For her Mendelssohn recital, she has chosen pianos from the Edwin Beunk Collection in the Netherlands; a Graf of 1835 and an Erard of 1837, which have been lovingly restored, well-prepared, tuned and voiced. The Graf has transparency of tone and good attack which makes for precise articulation and is excellent for contrapuntal music, while the Erard has a rich singing tone and a more dramatic range of tone colours. Both instruments show the wooden-framed fortepiano characteristic of varied and almost orchestral tone colours throughout their ranges, compared with the relative tonal uniformity of modern pianos.
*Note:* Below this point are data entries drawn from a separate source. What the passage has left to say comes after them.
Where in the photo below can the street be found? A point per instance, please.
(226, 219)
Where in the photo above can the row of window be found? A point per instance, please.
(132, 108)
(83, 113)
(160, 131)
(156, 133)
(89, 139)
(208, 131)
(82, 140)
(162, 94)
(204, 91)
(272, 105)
In recording terms, the sound of both fortepianos is strikingly realistic, the piano being placed at an ideal distance so that mechanical noises never intrude, and a subtly resonant and sympathetic acoustic allows the tone to fully develop in their tonal and dynamic ranges. Stereo DSD balance is excellent, while the 5.0 Multi-Channel adds the subtle but effective three-dimensional touch of realism that can make so much difference to enjoyment of chamber music.
This is a desirable Mendelssohn disc, with Fukuda showing her affinity for period instruments and making one want to hear more from her. If you have doubts about clattery or wobbly sounding old pianos, this recording could be the one which convinces you otherwise.